The reseller buys stock from you at wholesale price, then resells through their own channel. Two sub-flows:
  • Stock transfers — you transfer a chunk of inventory (e.g. 100 license keys) to the reseller at the wholesale price. The transfer creates an internal invoice for the reseller to pay. Once paid, the keys move from your pool to theirs.
  • Auto-fulfillment — instead of pre-buying stock, the reseller’s storefront orders pull live from your supplier inventory. The reseller’s buyer pays the reseller, the reseller’s account is charged the wholesale price, and you deliver from your pool. This is the “drop-ship” pattern.
Either way, the reseller decides their own retail price; their margin is what they charge minus the wholesale they paid you.

Step 4 — Reseller-portal tour

Your reseller logs in at the separate reseller portal (a different URL from your main dashboard — they don’t see your shop’s data). Their dashboard has:
  • Overview — sales, balance, recent activity.
  • Links & Embeds — referral links and embeddable widgets they drop into their own websites with <script> tags.
  • Auto-Fulfill (Listings) — products they’ve listed, with their pricing.
  • Sales — their order history.
  • Stock — inventory they own (wholesale-mode only).
  • Payouts — request and track payouts to their gateway / wallet.
  • API — generate API keys scoped to fulfillments.read/write and balance.read. Used when they’re building their own integration.
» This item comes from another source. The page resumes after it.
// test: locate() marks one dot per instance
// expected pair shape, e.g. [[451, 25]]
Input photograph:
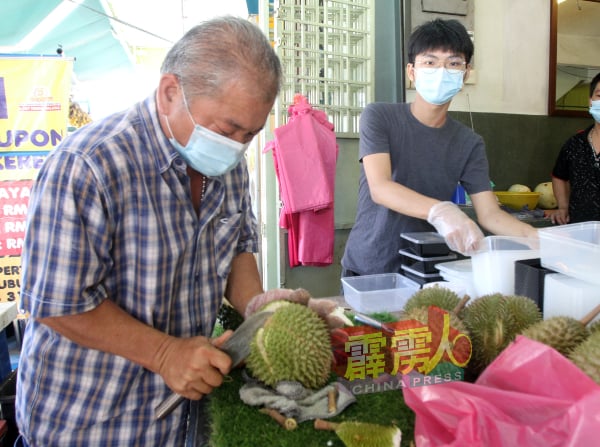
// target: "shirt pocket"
[[227, 232]]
Step 5 — Manage from your side

Back in your Customers → Resellers, each reseller has a row with:
  • Current balance, total sales, status (active / pending / suspended / terminated).
  • Analytics per reseller — sales count, revenue contributed.
  • Mode and commission override per reseller (e.g. one strategic reseller on 35% commission while default is 20%).
  • Approve / reject pending payout requests.
  • Suspend (temporary block from new sales) or terminate (permanent cutoff).

Common questions

“Can a customer also be a reseller?” Yes. The same person can hold a customer account on your shop and a separate reseller relationship — they’re distinct profiles linked by the same email. “Can a reseller have multiple stores connected to the same upstream?” They have one reseller relationship per shop they’re working with. To work with multiple upstream shops, they’re invited separately by each. “Stock transfers don’t fit my product.” That’s normal — physical-inventory style stock transfers only make sense for limited-pool products like serials/license keys. File-based products and subscriptions work in auto-fulfillment mode where there’s no stock to transfer.